After the service Gretchen waited to speak to Pastor Brandt.
“Everything in the Bible,” she asked anxiously, “is it always right?”
“Ja,” the herr pastor affirmed, “the Bible always gives right.”
“About everything?”
“Ja, about everything.”
“The Bible says that Jacob had two wives and that Solomon had seven hundred wives. Is it right for men to have many wives?”

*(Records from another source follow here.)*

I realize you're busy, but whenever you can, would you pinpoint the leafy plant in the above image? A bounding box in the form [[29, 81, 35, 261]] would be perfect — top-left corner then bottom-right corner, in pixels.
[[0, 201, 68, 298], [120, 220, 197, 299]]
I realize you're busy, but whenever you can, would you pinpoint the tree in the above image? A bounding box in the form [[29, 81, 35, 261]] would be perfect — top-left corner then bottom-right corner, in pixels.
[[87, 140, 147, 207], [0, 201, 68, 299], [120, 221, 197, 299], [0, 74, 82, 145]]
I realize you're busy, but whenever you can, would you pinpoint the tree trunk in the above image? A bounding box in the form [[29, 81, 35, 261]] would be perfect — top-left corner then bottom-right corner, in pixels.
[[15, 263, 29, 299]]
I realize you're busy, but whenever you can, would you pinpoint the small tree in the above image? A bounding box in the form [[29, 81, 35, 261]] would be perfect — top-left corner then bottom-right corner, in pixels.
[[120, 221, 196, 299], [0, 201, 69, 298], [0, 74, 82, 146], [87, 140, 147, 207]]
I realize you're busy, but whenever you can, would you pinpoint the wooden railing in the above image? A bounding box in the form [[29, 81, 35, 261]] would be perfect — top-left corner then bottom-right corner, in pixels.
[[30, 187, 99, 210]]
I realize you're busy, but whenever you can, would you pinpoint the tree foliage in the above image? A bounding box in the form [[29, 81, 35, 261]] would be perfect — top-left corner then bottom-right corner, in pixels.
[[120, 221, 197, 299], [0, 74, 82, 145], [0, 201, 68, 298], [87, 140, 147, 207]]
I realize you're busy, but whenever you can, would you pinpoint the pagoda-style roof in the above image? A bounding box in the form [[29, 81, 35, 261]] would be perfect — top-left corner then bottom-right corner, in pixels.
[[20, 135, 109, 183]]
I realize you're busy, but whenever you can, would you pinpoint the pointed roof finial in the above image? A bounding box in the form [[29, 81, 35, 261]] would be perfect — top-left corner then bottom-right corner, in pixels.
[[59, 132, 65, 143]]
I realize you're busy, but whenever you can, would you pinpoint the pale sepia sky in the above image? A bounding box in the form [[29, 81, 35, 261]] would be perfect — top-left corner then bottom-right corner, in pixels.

“It was right in Bible days,” affirmed the pastor guardedly. “In those times many wives were needed to populate the land.”
“Many wives are needed now to populate the land,” asserted Gretchen. “Why should not each man in Eisen take now ten wives?”
“It is against the law,” declared the pastor.
“It is not against Bible law.”
The pastor pondered ten minutes.
“Nein,” he answered, “it is not against Bible law.”
“It would be for the good of the Fatherland.”
The pastor pondered twenty minutes.
“Ja,” he decided, “it would be for the good of the Fatherland.”
“We will do it,” announced Gretchen. “Ten of us will take one husband. Better a tenth of a husband than never any husband. Will you marry us?”
The pastor pondered thirty minutes.
“Ja,” he said at length, “for the good of the Fatherland.”
Quickly Gretchen spread her news. Quickly the girls accepted the Gretchen plan. Quickly they formed themselves into groups of ten and selected a husband. Quickly the twenty-eight men accepted. What man wouldn’t?
Only Selma Kronk, the homeliest of homely old maids, was left unmated. In indignant dismay she hastened to Frau Werner’s kaffee-klatch and unfolded to the married women assembled there the schreckliche Gretchen plan.
“Impossible!” asserted Frau Stern.
“Unspeakable!” declared Frau Heitner.
“It must not be!” announced Frau Werner.
In outraged wrath they appealed to their husbands to interfere.
“It is for the good of the Fatherland,” the husbands one and all declared. “What man would not have ten wives if he could?”
They appealed to the Mayor, to the Governor, even to the Kaiser himself, but in vain. To a man they welcomed the idea.
So the Gretchen plan was carried out. Each war hero took ten wives, not only in Eisen, but throughout the land.
Nevertheless, Frau Werner and the other aggrieved respectable advocates of monogamy had their revenge.
As invariably happens after a war, all the babies born were boy babies.
“Aha!” cried Frau Werner exultantly, as each new birth was announced. “Twenty years from now there will not be women enough to go around. Each wife then will have to have ten husbands. I wonder how the men will like that?”